YOUR SOLIN GENERATED RECIPE
Protein-Packed Italian Quinoa Stuffed Bell Peppers
Delight in this nutritious Italian-inspired stuffed bell pepper featuring lean ground turkey, quinoa, and a medley of vibrant diced tomatoes and spinach. Finished with a sprinkle of part-skim mozzarella and accented with Italian herbs, this dish brings a satisfying balance of flavors and textures ideal for a wholesome meal.
INGREDIENTS
1 medium Red Bell Pepper
4 ounces Lean Ground Turkey
1/3 cup Cooked Quinoa
1/4 cup Diced Tomatoes
1 cup Fresh Spinach
1 teaspoon Olive Oil
1/8 cup Part-Skim Mozzarella Cheese
1/2 teaspoon Italian Seasoning
PREPARATION
Preheat your oven to 375°F.
Slice the top off the bell pepper and remove the seeds and membranes. Set the pepper aside.

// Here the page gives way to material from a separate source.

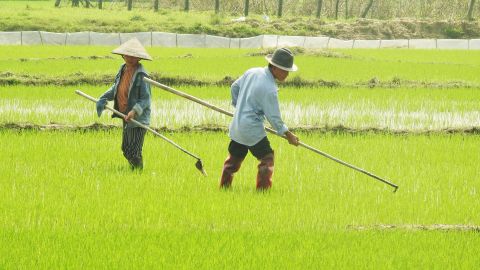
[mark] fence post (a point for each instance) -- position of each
(280, 6)
(364, 14)
(319, 8)
(336, 10)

Heat olive oil in a skillet over medium heat. Add the lean ground turkey and sauté until it starts to brown.
Stir in the diced tomatoes, cooked quinoa, fresh spinach, and Italian seasoning. Cook for an additional 2-3 minutes until the spinach wilts and the flavors meld.
Spoon the turkey and quinoa mixture into the hollowed bell pepper, packing it thoroughly.
Top the filling with part-skim mozzarella cheese.
Place the stuffed bell pepper in a baking dish and bake in the preheated oven for 20-25 minutes until the pepper is tender and the cheese has melted.
Remove from the oven, let cool slightly, and serve warm.